En outre, le Cameroun a pu se réjouir, à plusieurs reprises, dans son histoire récente marquée par la lutte contre les terroristes de Boko Haram, de la sollicitude de son partenaire américain. Ces marques de solidarité ont toujours été saluées au plus haut niveau, car elles témoignaient de la solidité indiscutable des liens entre les deux pays. Cette solidité, me semble-t-il, ne sera pas affectée par la réduction de ses engagements, décidée par Washington pour des raisons d’évolution de ses stratégies internes et internationales. Pour sa part, le Cameroun restera ouvert vis-à-vis de tous ses partenaires d’hier et d’aujourd’hui, et continuera d’explorer de nouvelles pistes de coopération, bilatérale et multilatérale, pour avancer sereinement vers son émergence.

Dans sa nouvelle politique africaine, les États-Unis se positionnent clairement comme une alternative à la Chine, qualifié de «mauvais partenaire» pour le continent. La préférence exprimée du président Paul Biya pour Pékin peut-elle avoir un impact sur la coopération globale entre le Cameroun et les États-Unis ?

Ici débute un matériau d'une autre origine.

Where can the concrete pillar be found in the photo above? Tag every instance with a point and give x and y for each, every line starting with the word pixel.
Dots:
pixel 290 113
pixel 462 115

Ces derniers mois, à plusieurs occasions, le président Paul Biya a reconnu que la Chine est un partenaire de poids de notre pays. Cela n’équivaut automatiquement pas à fermer la porte à d’autres pays désireux d’initier ou de renforcer des partenariats avec le Cameroun dans différents secteurs. Je ne voudrais pas enfoncer des portes ouvertes ou exposer des truismes, mais la formulation de votre question me pousse à rappeler que la géographie mondiale de la compétitivité engage chaque sujet des relations internationales à nouer des partenariats qui lui permettent de maximiser ses potentialités.

La mondialisation, qui a permis d’accélérer les échanges, a beaucoup fait évoluer le paysage économique, technologique et commercial mondial, avec des conséquences inévitables sur la manière dont les pays du Nord, tout comme ceux du Sud, se positionnent désormais sur l’échiquier international. Dans cette nouvelle configuration, les avenues traditionnelles de la coopération internationale pour tous les pays ont été démultipliées. Tout cela s’est fait à travers des stratégies de diversification qui ont permis d’élargir les cercles vers de nouveaux amis, toujours dans le but d’exploiter aux mieux les opportunités et assurer le bien-être des populations. De ce point de vue, la Chine, les États-Unis, le Cameroun, chacun en ce qui le concerne, s’inscrit dans une trajectoire de promotion de leurs intérêts respectifs. Ainsi, les relations qu’ils entretiennent ne laissent aucune place à l’exclusivité.